Lock politicians and experts in a room until they can agree on transit.
That’s the advice – only half in jest – of a transportation expert speaking in Toronto Wednesday morning. But even more important is the next step: set up a legal structure to stop the plans changing with every political cycle.
“The strength lies behind the systems that are in law,” said David Quarmby, one of the architects of Transport for London, the over-arching agency responsible for almost all forms of public transportation in the U.K. capital.
He spoke with The Globe and Mail in advance of his address Wednesday to the Toronto Region Board of Trade, co-hosted by the Neptis Foundation, which will go into depth about the situation in London.
“There’s a certain amount of kind of … legal inertia there,” Mr. Quarmby explained by phone, “that embeds the main elements of a transport strategy, which can be modified by the mayor and indeed some of the emphasis does get changed by the different mayors, but it’s more difficult to bring about a complete change of direction.”
It’s a wildly different system than in Toronto, where the longevity of transit plans is always in doubt. This is a trend that goes back decades and has continued under the current mayor and provincial government.
After his 2010 election, Mayor Rob Ford insisted on tearing up the transit plan that existed when he took office. A series of plans were created or adapted and the goal may change yet again. Within the last year, the regional planning agency ended its support for an approved and funded light rail line when the political winds at the city and province leaned towards a subway extension instead.
How to prevent this sort of stop-and-start transit planning in Toronto is a source of great angst for residents and business owners, who worry that the city’s congestion is getting out of control. But calls to “take the politics out of planning” ignore the fact that it is through politicians that citizens can be heard. Several decades ago, the Spadina Expressway was cancelled by politicians reacting to citizen opposition; had it been left to the experts, the expressway would likely have been built.
Mr. Quarmby argued said that politicians must remain involved to give the process legitimacy.
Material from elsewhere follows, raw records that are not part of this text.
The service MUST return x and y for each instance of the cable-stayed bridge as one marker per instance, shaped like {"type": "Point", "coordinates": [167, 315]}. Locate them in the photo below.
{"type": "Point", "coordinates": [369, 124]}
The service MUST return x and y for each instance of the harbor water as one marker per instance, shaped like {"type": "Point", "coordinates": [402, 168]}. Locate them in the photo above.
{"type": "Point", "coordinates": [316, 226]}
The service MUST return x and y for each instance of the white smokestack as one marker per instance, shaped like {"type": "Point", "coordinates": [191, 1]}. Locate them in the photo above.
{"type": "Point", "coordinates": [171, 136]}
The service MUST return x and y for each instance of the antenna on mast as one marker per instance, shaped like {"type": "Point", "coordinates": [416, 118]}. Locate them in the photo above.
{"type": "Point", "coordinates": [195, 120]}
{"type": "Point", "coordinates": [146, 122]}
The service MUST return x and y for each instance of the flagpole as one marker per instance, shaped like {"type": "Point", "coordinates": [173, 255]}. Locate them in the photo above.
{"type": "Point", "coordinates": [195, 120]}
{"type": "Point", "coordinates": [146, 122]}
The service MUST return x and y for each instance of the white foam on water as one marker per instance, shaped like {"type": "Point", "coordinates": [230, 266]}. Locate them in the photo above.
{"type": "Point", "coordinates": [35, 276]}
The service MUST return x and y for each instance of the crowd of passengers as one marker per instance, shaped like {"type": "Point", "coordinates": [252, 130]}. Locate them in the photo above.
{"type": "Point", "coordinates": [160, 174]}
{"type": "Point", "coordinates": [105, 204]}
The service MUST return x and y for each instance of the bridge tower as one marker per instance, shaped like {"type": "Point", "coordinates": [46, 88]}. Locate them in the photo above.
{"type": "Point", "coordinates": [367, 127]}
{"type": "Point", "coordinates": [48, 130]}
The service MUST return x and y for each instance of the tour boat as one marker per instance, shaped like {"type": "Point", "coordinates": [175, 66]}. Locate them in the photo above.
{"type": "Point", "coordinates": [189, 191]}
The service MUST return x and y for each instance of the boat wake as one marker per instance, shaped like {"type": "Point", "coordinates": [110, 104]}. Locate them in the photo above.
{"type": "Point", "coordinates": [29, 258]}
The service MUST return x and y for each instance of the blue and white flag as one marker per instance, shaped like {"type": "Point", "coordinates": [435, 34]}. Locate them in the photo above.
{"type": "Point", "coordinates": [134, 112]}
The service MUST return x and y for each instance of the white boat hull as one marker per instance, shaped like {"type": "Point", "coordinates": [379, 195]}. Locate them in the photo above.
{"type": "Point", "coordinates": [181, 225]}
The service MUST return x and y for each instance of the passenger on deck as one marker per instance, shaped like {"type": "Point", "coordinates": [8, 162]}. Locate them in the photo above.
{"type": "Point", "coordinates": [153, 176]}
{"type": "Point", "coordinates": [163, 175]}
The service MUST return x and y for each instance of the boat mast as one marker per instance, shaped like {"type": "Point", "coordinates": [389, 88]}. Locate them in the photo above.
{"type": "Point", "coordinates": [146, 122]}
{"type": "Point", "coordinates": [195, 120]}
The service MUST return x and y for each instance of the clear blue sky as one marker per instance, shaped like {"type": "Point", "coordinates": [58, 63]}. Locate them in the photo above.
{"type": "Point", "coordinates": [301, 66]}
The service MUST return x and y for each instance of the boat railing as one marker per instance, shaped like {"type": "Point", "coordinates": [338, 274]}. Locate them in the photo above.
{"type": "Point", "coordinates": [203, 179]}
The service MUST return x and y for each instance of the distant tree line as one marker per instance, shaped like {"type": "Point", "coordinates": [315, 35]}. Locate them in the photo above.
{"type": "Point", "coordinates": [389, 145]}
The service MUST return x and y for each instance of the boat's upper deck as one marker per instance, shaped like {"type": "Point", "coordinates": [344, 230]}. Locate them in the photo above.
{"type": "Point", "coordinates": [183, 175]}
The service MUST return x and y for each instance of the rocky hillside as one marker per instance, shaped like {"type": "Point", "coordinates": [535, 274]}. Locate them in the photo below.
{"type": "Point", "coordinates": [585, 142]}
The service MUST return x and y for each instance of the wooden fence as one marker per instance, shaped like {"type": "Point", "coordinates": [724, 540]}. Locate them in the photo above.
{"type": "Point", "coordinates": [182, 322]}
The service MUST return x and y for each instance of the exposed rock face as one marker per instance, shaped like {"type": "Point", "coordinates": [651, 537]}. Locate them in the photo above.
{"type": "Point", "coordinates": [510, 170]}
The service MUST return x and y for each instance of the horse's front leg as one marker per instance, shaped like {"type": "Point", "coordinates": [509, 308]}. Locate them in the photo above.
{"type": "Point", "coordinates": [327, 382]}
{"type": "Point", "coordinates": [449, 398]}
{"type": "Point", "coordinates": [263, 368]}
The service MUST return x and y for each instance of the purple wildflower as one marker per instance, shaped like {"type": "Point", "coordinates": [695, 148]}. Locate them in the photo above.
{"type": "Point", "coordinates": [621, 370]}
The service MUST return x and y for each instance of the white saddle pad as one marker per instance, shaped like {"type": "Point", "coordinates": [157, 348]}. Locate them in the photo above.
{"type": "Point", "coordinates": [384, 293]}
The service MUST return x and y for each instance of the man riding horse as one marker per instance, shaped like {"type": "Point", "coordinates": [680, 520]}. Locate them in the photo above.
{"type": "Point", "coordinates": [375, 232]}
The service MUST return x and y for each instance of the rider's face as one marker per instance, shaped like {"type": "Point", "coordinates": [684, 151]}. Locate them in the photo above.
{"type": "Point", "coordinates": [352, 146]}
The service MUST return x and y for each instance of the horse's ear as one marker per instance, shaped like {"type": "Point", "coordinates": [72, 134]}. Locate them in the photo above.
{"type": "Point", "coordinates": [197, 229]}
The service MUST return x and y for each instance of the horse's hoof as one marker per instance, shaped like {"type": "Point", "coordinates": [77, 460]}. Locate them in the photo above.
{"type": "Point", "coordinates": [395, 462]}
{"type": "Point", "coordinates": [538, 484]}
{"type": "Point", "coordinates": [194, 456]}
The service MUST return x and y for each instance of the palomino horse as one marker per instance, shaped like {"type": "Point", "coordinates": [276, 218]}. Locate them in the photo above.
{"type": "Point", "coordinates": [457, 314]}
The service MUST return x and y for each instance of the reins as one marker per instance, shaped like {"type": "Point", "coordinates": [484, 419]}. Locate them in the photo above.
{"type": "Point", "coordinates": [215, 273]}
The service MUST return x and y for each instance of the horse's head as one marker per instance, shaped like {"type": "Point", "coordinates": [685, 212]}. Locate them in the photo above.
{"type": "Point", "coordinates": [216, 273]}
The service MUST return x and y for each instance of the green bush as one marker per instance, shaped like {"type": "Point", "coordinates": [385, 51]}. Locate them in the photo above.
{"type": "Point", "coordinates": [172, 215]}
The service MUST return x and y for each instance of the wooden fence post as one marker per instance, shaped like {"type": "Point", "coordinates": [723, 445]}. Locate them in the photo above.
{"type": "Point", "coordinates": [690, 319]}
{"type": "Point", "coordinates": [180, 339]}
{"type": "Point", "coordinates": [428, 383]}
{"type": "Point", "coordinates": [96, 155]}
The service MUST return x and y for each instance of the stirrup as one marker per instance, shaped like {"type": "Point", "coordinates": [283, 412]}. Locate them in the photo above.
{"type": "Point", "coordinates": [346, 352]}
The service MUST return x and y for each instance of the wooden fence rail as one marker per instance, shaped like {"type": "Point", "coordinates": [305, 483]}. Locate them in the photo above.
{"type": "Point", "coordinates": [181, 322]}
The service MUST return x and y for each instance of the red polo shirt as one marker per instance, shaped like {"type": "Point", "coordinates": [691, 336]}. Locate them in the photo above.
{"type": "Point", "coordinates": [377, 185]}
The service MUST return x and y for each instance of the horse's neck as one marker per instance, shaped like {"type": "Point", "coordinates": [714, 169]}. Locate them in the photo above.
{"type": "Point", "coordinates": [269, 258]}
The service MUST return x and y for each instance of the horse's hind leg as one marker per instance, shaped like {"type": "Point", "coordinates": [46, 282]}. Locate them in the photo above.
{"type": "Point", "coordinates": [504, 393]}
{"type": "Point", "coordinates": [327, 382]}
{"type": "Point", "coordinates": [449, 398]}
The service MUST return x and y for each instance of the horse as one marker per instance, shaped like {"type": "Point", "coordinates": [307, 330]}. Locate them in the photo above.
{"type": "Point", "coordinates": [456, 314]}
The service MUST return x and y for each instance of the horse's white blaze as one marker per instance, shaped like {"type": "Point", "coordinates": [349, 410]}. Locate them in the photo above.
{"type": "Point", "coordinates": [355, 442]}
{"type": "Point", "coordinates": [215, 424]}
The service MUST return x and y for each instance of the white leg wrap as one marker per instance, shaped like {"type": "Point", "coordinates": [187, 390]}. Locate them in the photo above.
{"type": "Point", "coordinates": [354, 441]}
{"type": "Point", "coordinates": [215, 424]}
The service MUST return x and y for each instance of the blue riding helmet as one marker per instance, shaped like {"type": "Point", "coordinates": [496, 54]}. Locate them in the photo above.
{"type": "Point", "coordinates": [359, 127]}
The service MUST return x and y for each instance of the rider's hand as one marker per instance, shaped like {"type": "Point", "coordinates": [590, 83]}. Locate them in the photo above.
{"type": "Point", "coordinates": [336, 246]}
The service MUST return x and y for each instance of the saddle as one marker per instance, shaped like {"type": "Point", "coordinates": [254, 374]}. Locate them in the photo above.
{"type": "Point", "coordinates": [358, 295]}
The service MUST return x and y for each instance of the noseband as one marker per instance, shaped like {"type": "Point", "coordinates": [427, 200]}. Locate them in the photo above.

But he acknowledged the risk of bowing to changing political currents.
“You need to have a decision-making system that is more consensual, that is based on a single governance [model], where all the parties are required by law to collaborate and arrive at plans, which are going to get delivered,” he said. “That doesn’t mean to say you’ll never get any delays and there won’t be funding difficulties and all that, but at least the issue of what you’re trying to do and where you’re trying to do it, and in particular how it should be best integrated with the system you’ve already got, if you have a single governance that’s got the legitimacy, hopefully those issues do get addressed.”
Although Mr. Quarmby stressed that he is not here to tell Torontonians how to manage their transportation, some of the results in London would be welcome to locals weary of the endless fighting.
Among the successes is a 75-per-cent rise in bus use over the last 15 years. The quick win of increased bus service has been identified by mayoral hopeful Oliva Chow as an early priority. Also key, Mr. Quarmby said, is the value of a single authority overseeing the various types of transportation, an idea proposed by mayoral candidate Karen Stintz.
Transport for London was formed in 2000, part of the Labour governance reforms of 1997 that also gave the city a directly elected mayor. That mayor chairs the agency and appoints all of its board members, but that doesn’t mean each succeeding one has an entirely free hand. The mayor has to create land-use and transport plans that are written into law.